Macroeconomy

Date

The Australian economy will continue to prosper as we reduce emissions. The two updated policy scenarios have very similar aggregate economic outcomes to the SGLP policy scenario because differences in the carbon price for the first three years and other policy features are small.

Real average incomes continue to grow at rates only slightly below those without carbon pricing. In both updated policy scenarios, gross national income (GNI) per person in today’s dollars will rise by $9,000 to 2020 and by more than $30,000 to 2050. From 2010 to 2050, GNI per person grows at an average annual rate of 1.1 per cent with carbon pricing compared with 1.2 per cent without carbon pricing.

Gross domestic product (GDP) in today’s dollar grows from $1.3 trillion now to over $1.7 trillion in 2020 and to around $3.6 trillion in 2050. Similarly, employment continues to grow strongly, with 1.6 million jobs created by 2020 and 6 million jobs by 2050, with or without carbon pricing. These results are consistent across all policy scenarios.

Carbon pricing affects the composition of the Australia economy. Structural changes due to carbon pricing in the updated policy scenarios are similar to the SGLP policy scenario. Over time, resources shift from emission‑intensive to low or less emission‑intensive industries and processes, although this shift is smaller than the structural change from other factors such as the high terms of trade, ageing population, changes in tastes and the ongoing expansion of Asian economies.

Under all policy scenarios, all state economies grow strongly with carbon pricing and emissions are reduced significantly from where they otherwise would be.
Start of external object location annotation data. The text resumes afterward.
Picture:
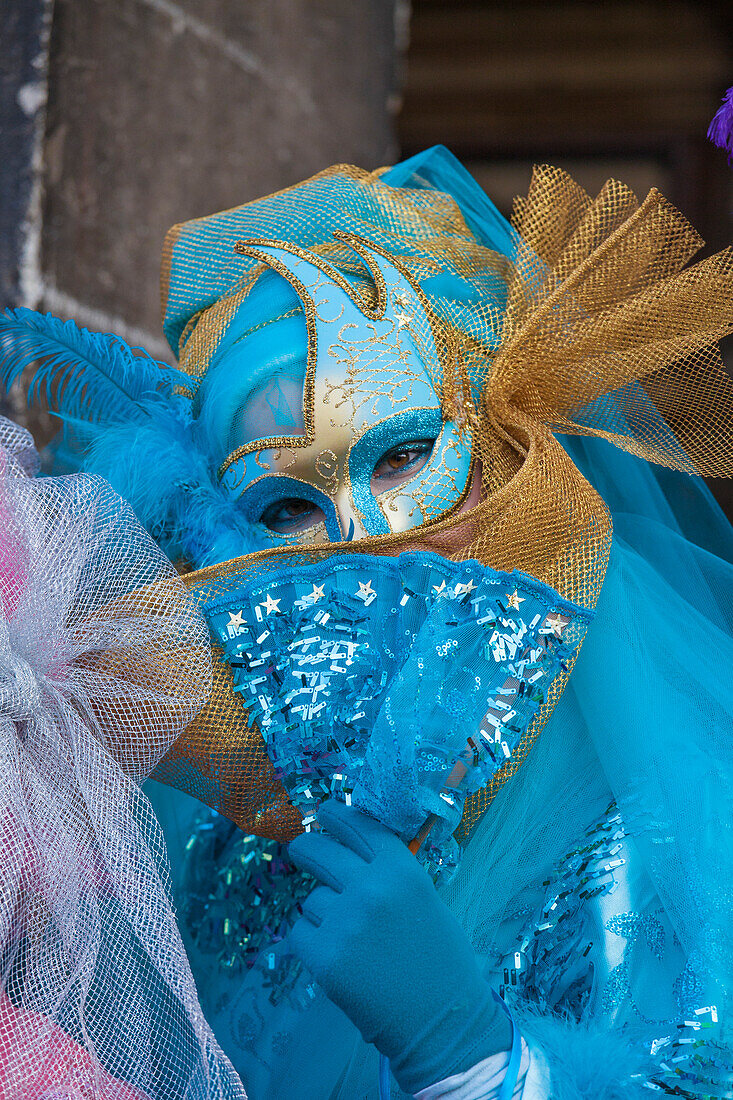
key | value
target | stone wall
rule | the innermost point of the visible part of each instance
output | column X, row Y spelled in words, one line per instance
column 162, row 110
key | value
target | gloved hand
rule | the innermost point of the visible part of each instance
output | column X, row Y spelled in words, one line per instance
column 384, row 947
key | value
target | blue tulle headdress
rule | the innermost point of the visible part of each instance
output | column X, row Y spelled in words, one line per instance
column 578, row 319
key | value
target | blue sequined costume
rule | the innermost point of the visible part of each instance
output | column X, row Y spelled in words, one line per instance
column 597, row 886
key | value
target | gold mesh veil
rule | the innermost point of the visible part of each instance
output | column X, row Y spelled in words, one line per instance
column 605, row 332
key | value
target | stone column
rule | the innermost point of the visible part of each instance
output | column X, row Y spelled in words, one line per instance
column 163, row 110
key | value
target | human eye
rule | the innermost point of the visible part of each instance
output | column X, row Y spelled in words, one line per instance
column 291, row 516
column 403, row 461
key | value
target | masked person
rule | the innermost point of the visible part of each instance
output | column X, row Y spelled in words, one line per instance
column 376, row 363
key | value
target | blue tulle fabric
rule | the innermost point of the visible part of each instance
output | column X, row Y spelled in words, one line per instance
column 598, row 888
column 634, row 768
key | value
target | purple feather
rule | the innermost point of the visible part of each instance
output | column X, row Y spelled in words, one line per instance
column 720, row 131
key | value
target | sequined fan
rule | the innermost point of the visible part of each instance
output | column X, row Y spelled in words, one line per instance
column 400, row 684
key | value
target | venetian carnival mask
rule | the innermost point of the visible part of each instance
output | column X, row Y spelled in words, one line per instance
column 346, row 436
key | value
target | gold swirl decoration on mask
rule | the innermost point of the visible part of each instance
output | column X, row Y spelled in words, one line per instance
column 606, row 332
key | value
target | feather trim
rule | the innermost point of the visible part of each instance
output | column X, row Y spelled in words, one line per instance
column 589, row 1060
column 89, row 375
column 159, row 466
column 720, row 131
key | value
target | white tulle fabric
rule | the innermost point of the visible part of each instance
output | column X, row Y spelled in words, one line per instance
column 102, row 661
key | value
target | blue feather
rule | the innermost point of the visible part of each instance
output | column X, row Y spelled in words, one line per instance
column 86, row 375
column 124, row 419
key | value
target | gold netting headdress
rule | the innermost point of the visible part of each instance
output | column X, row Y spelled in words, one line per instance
column 604, row 331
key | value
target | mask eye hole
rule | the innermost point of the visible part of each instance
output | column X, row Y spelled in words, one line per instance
column 292, row 515
column 401, row 463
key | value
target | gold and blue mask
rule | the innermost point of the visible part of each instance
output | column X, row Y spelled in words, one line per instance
column 335, row 413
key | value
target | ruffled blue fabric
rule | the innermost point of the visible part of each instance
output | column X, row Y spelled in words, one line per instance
column 401, row 684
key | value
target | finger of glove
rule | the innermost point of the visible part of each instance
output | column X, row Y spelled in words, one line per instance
column 317, row 905
column 362, row 834
column 326, row 858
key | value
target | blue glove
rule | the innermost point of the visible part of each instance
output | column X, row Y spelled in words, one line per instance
column 389, row 953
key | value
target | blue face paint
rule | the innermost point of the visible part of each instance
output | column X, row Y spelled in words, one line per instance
column 316, row 431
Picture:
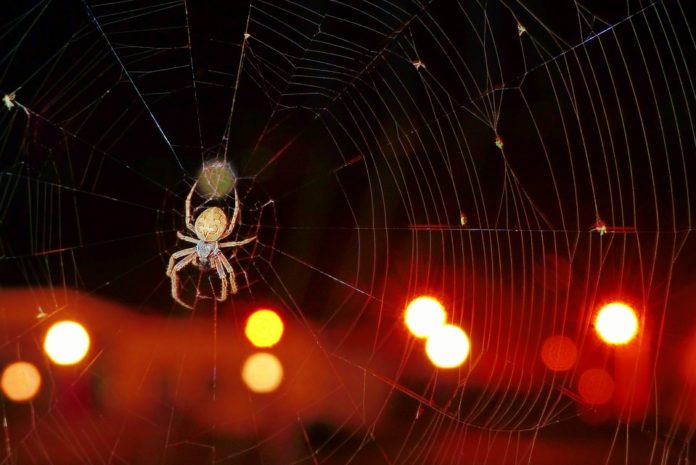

Effects on individual states vary reflecting the carbon intensity of their economies. Carbon pricing slows growth by no more than 0.1 of a percentage point per year to 2050, and in some states — South Australia, Tasmania and Victoria — the effect is even smaller. Data at a sufficient level of detail and quality is not available to reliably quantify the impact of carbon pricing at a sub‑state regional level, which would require detailed projections of movements of resources between regions, and between industries within regions.

Australia’s GNI is higher in the Government scenario than in the Clean Energy Future scenario. This is because the additional domestic abatement sourced from heavy on‑road transport is cheaper than sourcing abatement overseas. The effective carbon price on fuel used by heavy on‑road transport also has a small impact on the growth of the road freight industry to 2050.

Different policy settings to the SGLP scenario also directly affect two industries. The steel industry benefits from additional assistance in the Government scenario, so it grows slightly more strongly over the period to 2020. The alumina industry also grows slightly more strongly to 2020 in both updated policy scenarios because the cap on transitional assistance to emission‑intensive trade‑exposed industries assumed in the SGLP scenario no longer affects it.

Table 3: Gross output, by industry, 2020

Table 3: Gross output, by industry, 2020

Source: Treasury estimates from MMRF.
Note: CEF is an abbreviation for Clean Energy Future.

Table 4: Gross output, by industry, 2050

Table 4: Gross output, by industry, 2050

Source: Treasury estimates from MMRF.
Note: CEF is an abbreviation for Clean Energy Future.

Box 1: Recent developments in the steel industry

The SGLP report projects that Australia’s manufacturing sector continues to grow over the next decade, but at a slow rate. Resources continue to be drawn from the manufacturing sector to support growth in services, construction and mining. This structural adjustment continues the long‑term shift of resources in the Australian economy seen over recent years. The historically high exchange rate, associated with high commodity prices and strong growth in mining exports as investment comes on line, accelerates this trend over the next decade.

Since the SGLP report, participants in the steel industry have announced plans to restructure their operations, including deactivating one Port Kembla blast furnace. They have made it very clear that their proposed restructure is in no way attributable to the introduction of a carbon price, and is instead driven by factors such as the exchange rate, high input prices, excess supply capacity on global markets and slowing global demand for steel products. The restructure is being conducted in a way that ensures facilities can be reactivated in the event of a sustained improvement in steel markets that enables profitable sales to resume.

The medium global action reference scenario has not been updated to incorporate these recent announcements. To the extent the restructuring would have a similar impact on both the reference case and the policy scenarios — given it is unrelated to the introduction of carbon pricing — updating the modelling to include the restructuring would not affect findings about the effects of carbon pricing on the economy.

Given the unique set of challenges facing the Australian steel industry, in July the Government announced the Steel Transformation Plan to provide $300 million of assistance over five years from 2012‑13. The Steel Transformation Plan encourages investment and innovation in steel manufacturing and helps the sector become more efficient and sustainable in a low carbon economy. More recently, in August this year, the Government announced the introduction of a new advance facility as part of the Steel Transformation Plan to further support Australian jobs and to help ensure the future of the Australian steel industry.